— Не-а. — И брат добавил с ухмылкой: — Может, я мысли умею читать.
А, ну, вот, наконец, тот Теннисон, которого я знаю.
— Братец, единственное, что в тебе паранормально — это как от тебя воняет, когда вспотеешь. Вот это действительно что-то сверхъестественное.
Он расхохотался, и атмосфера разрядилась. Но он тут же посерьёзнел.
— Только обещай мне, что будешь держаться подальше от его дома и его драгоценного дядюшки... Да, и обязательно расскажи мне, если случится что-нибудь невероятное.
— Невероятное?
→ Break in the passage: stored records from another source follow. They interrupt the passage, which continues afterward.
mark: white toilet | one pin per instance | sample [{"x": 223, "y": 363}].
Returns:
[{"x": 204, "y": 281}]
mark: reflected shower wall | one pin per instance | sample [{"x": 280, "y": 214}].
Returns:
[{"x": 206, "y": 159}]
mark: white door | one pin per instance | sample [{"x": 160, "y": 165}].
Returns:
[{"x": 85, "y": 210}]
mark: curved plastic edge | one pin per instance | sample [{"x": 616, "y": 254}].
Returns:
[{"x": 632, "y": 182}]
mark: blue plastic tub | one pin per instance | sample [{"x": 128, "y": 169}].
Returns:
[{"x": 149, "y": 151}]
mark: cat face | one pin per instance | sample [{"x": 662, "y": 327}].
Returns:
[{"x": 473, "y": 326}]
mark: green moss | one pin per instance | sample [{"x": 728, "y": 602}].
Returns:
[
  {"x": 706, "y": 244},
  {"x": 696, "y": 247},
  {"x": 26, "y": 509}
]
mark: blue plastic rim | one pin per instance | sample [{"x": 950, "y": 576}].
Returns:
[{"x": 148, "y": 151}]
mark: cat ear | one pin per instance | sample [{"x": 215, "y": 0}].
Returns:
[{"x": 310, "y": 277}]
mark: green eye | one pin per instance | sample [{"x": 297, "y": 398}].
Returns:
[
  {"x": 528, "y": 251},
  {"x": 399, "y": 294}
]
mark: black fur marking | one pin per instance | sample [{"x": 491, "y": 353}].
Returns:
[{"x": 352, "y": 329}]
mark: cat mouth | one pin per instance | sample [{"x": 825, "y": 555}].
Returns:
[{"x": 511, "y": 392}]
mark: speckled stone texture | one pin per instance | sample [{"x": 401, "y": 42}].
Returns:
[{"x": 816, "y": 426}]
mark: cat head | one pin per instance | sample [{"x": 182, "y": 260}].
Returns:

Да что такого невероятного может случиться?
— Просто пообещай и всё.
— Ладно. Обещаю.
Теннисон снова откинулся на диване-людоеде и включил телек. По-видимому, разговор окончен.
Я ушла из гостиной в ещё большем смятении, чем до разговора. Когда мы с Теннисоном ругались, мне было по крайней мере ясно, как себя вести. Но он стал моим союзником, и это пугало меня. Потому что я не знала теперь, кто враг.
18) Шоры
Лошадям на бегах надевают на глаза такие штуки, которые перекрывают им боковое зрение. Они называются «шоры». Шоры позволяют лошади видеть только то, что находится прямо перед ней; в противном случае, животное может испугаться и проиграть забег.
Люди тоже живут с шорами на глазах; но наши шоры невидимы и куда более изощрённы. По большей части мы даже не подозреваем, что носим их. Однако, наверно, обойтись без шор трудно — если бы мы попытались охватить своим внутренним оком всю картину мира, мы попросту потеряли бы разум. Или, что ещё хуже — душу. Нам тогда удалось бы проникнуть в самую глубину вещей, и, возможно, мы никогда не смогли бы вынырнуть на поверхность.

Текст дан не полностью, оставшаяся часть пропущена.